Но вертикаль – вещь весьма неустойчивая. Чтобы «вертикаль власти» крепко стояла, нужен прочный фундамент. В Российской империи таким фундаментом была сакральность монархии. В СССР – коммунистическая партия и органы госбезопасности. Расшаталась монархия – рухнула империя. Сгнила КПСС, ослаб КГБ – не стало СССР. На чём должна держаться нынешняя вертикаль? Неужели на весьма аморфной «Единой России»?
Пока её удерживает тоска по утраченной империи. Нечто подобное творилось в Германии в 20-30-ее годы. После поражения в большой войне немцы больше думали не об утрате былого величия, а о том, как бы выжить в условиях дикой инфляции и безработицы. Когда к началу 30-х экономическая жизнь стала налаживаться, их объяла волна патриотизма, чем и воспользовался Гитлер.
Так и в России. В 90-е думали о выживание, теперь ностальгируем по великой стране. Проблема осложняется ещё и тем, что Россия совершает двойной переход – от социализма к капитализму и одновременно от индустриального общества к постиндустриальному. Рушатся не только социалистические идеалы, но и традиционный жизненный уклад, о чём было сказано в части I и части II.
В общем, к началу XXI века бывшая родина анархизма оказалась от воплощения мечты Бакунина, Махно и князя Кропоткина дальше всех развитых стран Европы и Америки. Проблема в первую очередь в гражданском обществе и местном самоуправлении, которые призваны в будущем заменить государство.
Местное самоуправление в Российской империи было в зачаточном состоянии, а в СССР не существовало вовсе.
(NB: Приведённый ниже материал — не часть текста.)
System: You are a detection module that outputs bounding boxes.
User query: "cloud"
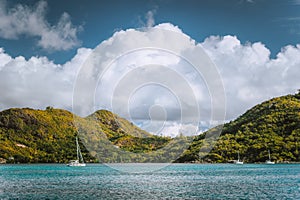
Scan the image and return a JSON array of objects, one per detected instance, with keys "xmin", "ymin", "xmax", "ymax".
[
  {"xmin": 0, "ymin": 0, "xmax": 82, "ymax": 50},
  {"xmin": 146, "ymin": 10, "xmax": 156, "ymax": 27},
  {"xmin": 0, "ymin": 48, "xmax": 91, "ymax": 110},
  {"xmin": 0, "ymin": 23, "xmax": 300, "ymax": 136}
]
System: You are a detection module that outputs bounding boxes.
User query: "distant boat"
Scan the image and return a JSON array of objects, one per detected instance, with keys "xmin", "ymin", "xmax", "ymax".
[
  {"xmin": 67, "ymin": 137, "xmax": 86, "ymax": 167},
  {"xmin": 234, "ymin": 151, "xmax": 244, "ymax": 165},
  {"xmin": 265, "ymin": 150, "xmax": 275, "ymax": 165}
]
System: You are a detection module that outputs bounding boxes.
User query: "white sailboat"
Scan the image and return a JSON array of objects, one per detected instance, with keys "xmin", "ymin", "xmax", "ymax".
[
  {"xmin": 234, "ymin": 151, "xmax": 244, "ymax": 165},
  {"xmin": 265, "ymin": 150, "xmax": 275, "ymax": 165},
  {"xmin": 67, "ymin": 137, "xmax": 86, "ymax": 167}
]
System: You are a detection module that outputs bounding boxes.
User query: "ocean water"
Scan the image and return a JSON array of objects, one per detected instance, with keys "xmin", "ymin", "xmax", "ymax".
[{"xmin": 0, "ymin": 164, "xmax": 300, "ymax": 200}]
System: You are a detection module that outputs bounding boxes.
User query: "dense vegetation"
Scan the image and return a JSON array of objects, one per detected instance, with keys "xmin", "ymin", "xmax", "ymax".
[
  {"xmin": 0, "ymin": 107, "xmax": 171, "ymax": 163},
  {"xmin": 177, "ymin": 92, "xmax": 300, "ymax": 163},
  {"xmin": 0, "ymin": 93, "xmax": 300, "ymax": 163}
]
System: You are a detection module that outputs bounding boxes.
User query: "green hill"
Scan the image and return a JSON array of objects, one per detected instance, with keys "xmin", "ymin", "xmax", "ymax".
[
  {"xmin": 0, "ymin": 107, "xmax": 170, "ymax": 163},
  {"xmin": 177, "ymin": 92, "xmax": 300, "ymax": 163},
  {"xmin": 0, "ymin": 93, "xmax": 300, "ymax": 163}
]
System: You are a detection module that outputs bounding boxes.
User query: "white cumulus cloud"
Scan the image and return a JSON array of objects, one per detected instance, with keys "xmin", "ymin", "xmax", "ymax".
[
  {"xmin": 0, "ymin": 23, "xmax": 300, "ymax": 136},
  {"xmin": 0, "ymin": 0, "xmax": 81, "ymax": 50}
]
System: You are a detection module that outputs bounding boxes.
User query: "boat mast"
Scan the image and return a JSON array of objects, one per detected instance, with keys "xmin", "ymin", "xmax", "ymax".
[
  {"xmin": 76, "ymin": 137, "xmax": 84, "ymax": 163},
  {"xmin": 76, "ymin": 136, "xmax": 79, "ymax": 161}
]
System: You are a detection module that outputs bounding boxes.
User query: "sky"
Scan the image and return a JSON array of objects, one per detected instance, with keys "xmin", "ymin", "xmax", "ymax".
[{"xmin": 0, "ymin": 0, "xmax": 300, "ymax": 136}]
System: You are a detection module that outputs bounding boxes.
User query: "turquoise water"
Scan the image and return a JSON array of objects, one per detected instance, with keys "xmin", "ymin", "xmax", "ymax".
[{"xmin": 0, "ymin": 164, "xmax": 300, "ymax": 200}]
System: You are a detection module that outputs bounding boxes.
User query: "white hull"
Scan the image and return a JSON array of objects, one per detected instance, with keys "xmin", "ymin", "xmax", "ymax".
[
  {"xmin": 67, "ymin": 137, "xmax": 86, "ymax": 167},
  {"xmin": 67, "ymin": 160, "xmax": 86, "ymax": 167},
  {"xmin": 235, "ymin": 161, "xmax": 244, "ymax": 165},
  {"xmin": 265, "ymin": 160, "xmax": 275, "ymax": 165}
]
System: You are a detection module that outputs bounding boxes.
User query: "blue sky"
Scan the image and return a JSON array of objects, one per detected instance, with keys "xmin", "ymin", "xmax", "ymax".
[
  {"xmin": 0, "ymin": 0, "xmax": 300, "ymax": 136},
  {"xmin": 0, "ymin": 0, "xmax": 300, "ymax": 63}
]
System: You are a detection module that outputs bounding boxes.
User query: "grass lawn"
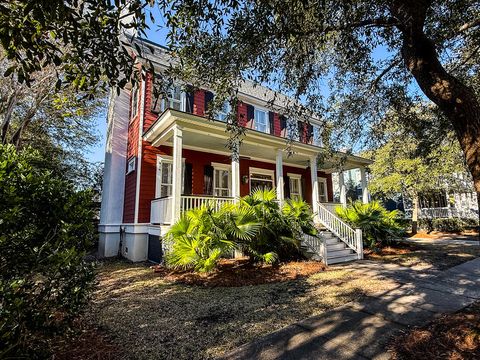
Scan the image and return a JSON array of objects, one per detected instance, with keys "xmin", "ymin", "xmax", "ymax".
[
  {"xmin": 83, "ymin": 261, "xmax": 396, "ymax": 359},
  {"xmin": 391, "ymin": 302, "xmax": 480, "ymax": 360},
  {"xmin": 365, "ymin": 241, "xmax": 480, "ymax": 270}
]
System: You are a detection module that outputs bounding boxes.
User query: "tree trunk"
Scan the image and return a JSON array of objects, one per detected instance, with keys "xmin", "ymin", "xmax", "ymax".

Гражданское общество было угроблено тоталитарным большевистским режимом. Но вектор истории задан. Даже азиатские страны, совершив прыжок в постиндустриальное общество, перешли к либеральной демократии, которую можно считать предтечей будущей анархии в постпостиндустриальном обществе.
И в России всё наладиться. И ничего страшного, что, как говорят многие из тех, кто согласился с моими анархическими мечтами, «жить в эту пору прекрасную уж не придётся ни мне, ни тебе». Не бывает светлого будущего, но вполне возможно светлое настоящее. В будущем мир столкнётся с новыми вызовами, о которых мы пока можем только догадываться.
Да и не бывает всеобщего счастья. Бывают всеобщие несчастья – войны, голод, кровавые репрессии. А счастье может быть только личным. Чего я и желаю всем, кто прочитал мой опус до конца!